Richard Burts · ‎10-06-2014

Yes I believe that this configuration will work and will accomplish your goal of having redundancy in forwarding between access switches and core switches.

HTH

Rick

HTH

Rick

soni.sunil · ‎10-06-2014

Many thanks indeed , I will check ..just one more query...so do you prefer to have HSRP VLAN 10 packets to pass through these switches individual interconnecting trunks, or its good to have the VLAN10 to be allowed in trunk between both the Core Switches and block it on interconnect trunk between Access Switches ....So even Access switch HSRP packets will use the Core Switch Trunk to avoid any loop and thus maintaining HSRP main & Standby status...Just a thought.

Richard Burts · ‎10-06-2014

I do not understand this question.

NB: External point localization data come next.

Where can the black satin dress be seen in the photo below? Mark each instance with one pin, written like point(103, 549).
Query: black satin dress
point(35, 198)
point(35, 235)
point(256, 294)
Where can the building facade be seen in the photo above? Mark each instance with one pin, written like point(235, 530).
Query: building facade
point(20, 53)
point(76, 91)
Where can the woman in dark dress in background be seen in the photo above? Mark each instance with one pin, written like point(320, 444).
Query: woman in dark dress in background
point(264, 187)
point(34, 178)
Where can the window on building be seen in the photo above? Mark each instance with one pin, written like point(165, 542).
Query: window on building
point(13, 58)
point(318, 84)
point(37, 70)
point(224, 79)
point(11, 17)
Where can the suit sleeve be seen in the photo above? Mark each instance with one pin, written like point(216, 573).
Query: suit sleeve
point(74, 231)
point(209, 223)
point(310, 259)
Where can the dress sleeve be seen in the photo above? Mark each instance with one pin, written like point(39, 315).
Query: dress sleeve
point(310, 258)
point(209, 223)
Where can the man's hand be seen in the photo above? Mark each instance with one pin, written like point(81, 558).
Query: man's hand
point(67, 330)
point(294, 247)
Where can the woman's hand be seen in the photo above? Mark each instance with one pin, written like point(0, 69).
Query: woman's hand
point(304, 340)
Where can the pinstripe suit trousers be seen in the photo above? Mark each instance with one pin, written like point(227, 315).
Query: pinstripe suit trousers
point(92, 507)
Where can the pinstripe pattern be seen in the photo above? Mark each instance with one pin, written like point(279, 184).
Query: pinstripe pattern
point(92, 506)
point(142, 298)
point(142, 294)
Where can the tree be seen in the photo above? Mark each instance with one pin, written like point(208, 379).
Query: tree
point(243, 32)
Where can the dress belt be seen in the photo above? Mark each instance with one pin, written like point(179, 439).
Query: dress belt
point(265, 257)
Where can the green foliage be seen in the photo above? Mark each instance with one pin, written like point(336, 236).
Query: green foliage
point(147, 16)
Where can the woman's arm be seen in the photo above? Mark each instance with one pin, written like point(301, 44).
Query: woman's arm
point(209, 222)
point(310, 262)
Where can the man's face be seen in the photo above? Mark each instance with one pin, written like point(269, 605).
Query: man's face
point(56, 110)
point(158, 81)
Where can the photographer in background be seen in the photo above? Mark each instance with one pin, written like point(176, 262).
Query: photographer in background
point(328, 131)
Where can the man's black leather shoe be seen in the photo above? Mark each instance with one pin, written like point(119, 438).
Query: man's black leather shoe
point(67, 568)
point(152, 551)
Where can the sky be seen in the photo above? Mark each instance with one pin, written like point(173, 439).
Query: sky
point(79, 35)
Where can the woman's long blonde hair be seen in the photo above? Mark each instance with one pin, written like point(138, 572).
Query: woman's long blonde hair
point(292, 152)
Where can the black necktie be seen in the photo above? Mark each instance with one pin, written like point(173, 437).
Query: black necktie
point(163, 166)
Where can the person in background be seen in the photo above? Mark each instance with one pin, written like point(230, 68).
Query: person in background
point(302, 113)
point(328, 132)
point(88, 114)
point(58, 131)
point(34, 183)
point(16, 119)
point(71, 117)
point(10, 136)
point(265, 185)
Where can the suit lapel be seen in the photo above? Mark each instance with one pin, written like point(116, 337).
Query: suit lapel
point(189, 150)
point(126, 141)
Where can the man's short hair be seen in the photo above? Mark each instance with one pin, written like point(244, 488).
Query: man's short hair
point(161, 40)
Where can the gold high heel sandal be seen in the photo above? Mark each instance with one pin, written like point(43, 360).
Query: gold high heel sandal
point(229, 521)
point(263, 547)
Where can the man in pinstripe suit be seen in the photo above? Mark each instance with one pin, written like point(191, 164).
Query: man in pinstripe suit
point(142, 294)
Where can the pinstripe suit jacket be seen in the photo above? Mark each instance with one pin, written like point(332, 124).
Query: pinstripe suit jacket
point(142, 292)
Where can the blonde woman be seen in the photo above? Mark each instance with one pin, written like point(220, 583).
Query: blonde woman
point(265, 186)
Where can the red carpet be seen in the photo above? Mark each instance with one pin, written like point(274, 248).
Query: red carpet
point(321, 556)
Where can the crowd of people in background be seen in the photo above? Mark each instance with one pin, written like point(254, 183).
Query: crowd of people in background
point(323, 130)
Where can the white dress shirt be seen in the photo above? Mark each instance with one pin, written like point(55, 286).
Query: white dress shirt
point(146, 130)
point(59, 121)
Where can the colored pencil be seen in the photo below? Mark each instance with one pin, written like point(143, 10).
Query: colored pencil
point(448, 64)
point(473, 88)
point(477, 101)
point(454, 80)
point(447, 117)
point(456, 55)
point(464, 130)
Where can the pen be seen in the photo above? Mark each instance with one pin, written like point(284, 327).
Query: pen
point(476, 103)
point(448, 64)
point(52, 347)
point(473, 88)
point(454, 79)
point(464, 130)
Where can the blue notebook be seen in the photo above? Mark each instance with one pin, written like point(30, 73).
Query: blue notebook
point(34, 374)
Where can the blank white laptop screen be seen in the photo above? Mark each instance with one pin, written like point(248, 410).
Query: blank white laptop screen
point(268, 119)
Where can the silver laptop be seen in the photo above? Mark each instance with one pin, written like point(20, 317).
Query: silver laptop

Are you talking about spanning tree blocking or some other type of blocking?

HTH

Rick

HTH

Rick

soni.sunil · ‎10-07-2014

Hi my question was in this setup as you can see I have one interconnecting trunk between Access Switches and allowing VLAN10 & second interconnecting trunk between Core Switches also allowing VLAN10, so it may create some STP loop may result in abnormal behavior in blocking/forwarding of HRSP packets, am I right ?

So I was thinking of allowing VLAN10 on inter-trunk between either Core Switches or Access Switches ONLY not on both sides inter-trunks, is it correct ?

Richard Burts · ‎10-07-2014

I believe that there are several points to consider:

- both core switches need to communicate with each other on vlan 10 for HSRP to work.

- both access switches need to communicate with each other on vlan 10 for HSRP to work.

- having trunks between access switches and between core switches provides redundancy in case a link between access switch and core switch develops a problem.

- if you remove vlan 10 from one of those trunks you limit the amount of redundancy.

Based on these points I would not suggest that you remove vlan 10 from any of the trunk ports.

HTH

Rick

HTH

Rick

soni.sunil · ‎10-07-2014

hi rick, many thanks I will check and get back to you in case any issue ;).